タイの高校生が福井大学で地球環境に優しい先端技術を学ぶ

福井大学からの報告

 本プログラムは科学技術体験コースで、「地球環境に優しい先端技術の研修」をテーマとしています。その狙いは、タイの優秀な高校生を本学に招へいし、水を使わず繊維を染色する超臨界技術、およびプラスチック成形加工におけるリサイクル技術といった、地球環境に優しく、持続可能な地球環境の保全に貢献可能な本学の先端技術に触れることにより、本学への留学意欲を高めることにあります。

タイのマハタイスクール(マハタイ高校)からの招へいとしていますが、その理由としては、

  • 2019年9月に本事業により同校からの招へいで本学の先端的科学技術の体験を行った ところ、それにより同校から本学への留学希望者が増加し、校内での日本語授業の時間数を増やす検討に入っていること。
  • ② 現在、本学と同校との間で、タイのコンケン地区における本学工学部附属の海外高大接続教育研究拠点の設置について議論を行っており、本事業の再実施により、その設置について大きな進展が期待できること。
  • ③ 本学では今年度からタイから優秀な留学生の確保のため私費外国人留学生(工学部特別枠)入試を導入していること。
以上の3点が背景にあります。

 今回、2023年1月22日から28日までタイ・マハタイスクール(マハタイ高校)から生徒10名、引率教員1名を招へいし、本学における地球環境に優しい先端科学技術の研修を行いました。招へいした高校生らは、久しぶりの対面での交流ということで、すべてのプログラムに意欲的に取り組んでくれました。

 一行は1月22日に中部国際空港に到着後、鉄道で福井に到着しました。23日午前には国際課によるオリエンテーションを行い、上田孝典学長を表敬訪問しました。

活動レポート写真1
上田学長との記念写真

 そして、午後と翌24日午前にかけて地球環境に優しい先端科学技術の一つとして繊維王国・福井の技術力を背景に水を使わず繊維を染色する超臨界染色技術の講義・実験に参加しました。参加した生徒は将来の水不足問題に加え、廃水処理対策の面からも水を使わない染色方法の開発に強い関心を示しました。午後には本学における最先端のものづくり技術の一つであるトライポロジー(摩擦・摩耗・潤滑)の実験を行いました。トライポロジーの実験に対する疑問等を担当教員や学生に積極的に質問し、実験への理解を深めました。

活動レポート写真2
超臨界技術による染色の体験実習

 25日午前には、これまで国際会議で交流のある福井県立武生東高等学校に出向き、日本の高校生と小グループに分かれて、与えられたテーマについて英語でディスカッション等を行い、交流を深めました。同年代である高校生との交流では、互いを理解し合う中で日本とタイ双方の生徒ともに強い刺激を受けていたのは印象的でした。午後には大学にて音声情報処理の講義・実験に参加しました。

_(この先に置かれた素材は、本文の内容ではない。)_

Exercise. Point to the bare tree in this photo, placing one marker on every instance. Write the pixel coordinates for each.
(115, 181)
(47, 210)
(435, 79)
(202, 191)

 26日午前には、タイに進出している地元の化学会社(日華化学(株))を訪問し、実際に日本のものづくり技術がタイでどのように製品化に繋がっているかを理解しました。午後には、プラスチック成形加工についての講義・実験に参加し、地球環境に優しいプラスチックのリサイクル技術を学びました。夕方には地元の仁愛女子高等学校を訪問し、茶室にて抹茶を体験し、日本の文化に触れました。

 27日午前には、福井を代表する文化施設:越前和紙の里で和紙すきを体験し、打ち解けた雰囲気の中で日本への興味・関心を深めました。午後には修了式を行い、28日に無事帰国の途につきました。

活動レポート写真3
日本の文化:和紙すきを体験

 お陰様で、招へい者の中には本学への留学を希望する生徒がみられました。この生徒は、これまで自分が日本に留学したいという希望を持っても、具体的にどのようなアクションをしたら良いか分からなかったようですが、本プログラムがこのような生徒に背中を押す貴重な機会を与えてくれたことが成果と考えます。そして本プログラムの修了生が日本とタイの国際交流促進の懸け橋となって活躍してくれることを切に願っています。